Shorter Growing Periods
That same tinkering that has led to larger and more attractive fruits and vegetables has also produce crops that reach maturity more quickly. If you are running a large factory farm, that's great news. Now you can get two crops in a growing season instead of just one. If you're a consumer, not so much. You see, it takes time for a plant to absorb nutrients, whether they be synthetic ones applied to the plants by the grower or natural ones absorbed by the plants from the soil. The faster a plant is harvested, the less time it has to absorb those nutrients.
Soil Depletion
Continuously farming the same piece of ground for years using intensive cultural practices eventually leads to the decline of the soil quality in that spot. There are some tricks that a grower can use to get around poor soil quality, but reasearch is begging to show that the results do not measure up to plants grown in quality soil using sustainable cultural practices.
Finding a Better Product
So how can you find more nutritious produce? A good place to begin is buying organic. Researchers have found that organically grown tomatoes can have as much as 30% more phytochemicals (which are very good for you) than their non-organically grown cousins.3 Another good tip is to look for smaller, more brightly colored fruits and vegetables, as these will likely be higher in phytochemicals and have a higher nutrient density than larger, paler specimens. Red leaf lettuce is better for you than iceberg. Duh!

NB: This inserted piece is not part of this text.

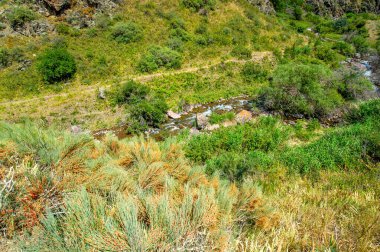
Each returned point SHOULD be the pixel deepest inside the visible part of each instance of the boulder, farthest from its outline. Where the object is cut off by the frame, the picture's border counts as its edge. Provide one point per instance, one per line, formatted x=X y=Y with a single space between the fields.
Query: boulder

Heirloom variets are often better than modern cultivars as well. This is because they were bred to thrive without modern chemical fertilizers, pesticides, and herbicides. If your grocery store doesn't stock these, check out a farmer's market. You'll find another big advantage there: plants grown in season and picked closer to full ripeness. Not to mention the fact that a small grower can tell you all about how they farm. If they are using natural fertilizer instead of synthitic ones, if they rotate crops and let fields lay fallow, if they plant green manuare crops that bind nitrogen in the soil, and lots of other healthy and sustainable practices.
1 Stephey, M.J. Eating Your Veggies: Not As Good For You? (Time Magazine, 2009.)
2 Davis, Donald R. Declining Fruit and Vegetable Nutrient Composition: What Is The Evidence? (Journal of HortScience, 2009.)
3 Burns, Sarah Nutritional value of fruits, veggies is dwindling (Prevention Magazine, 2010.)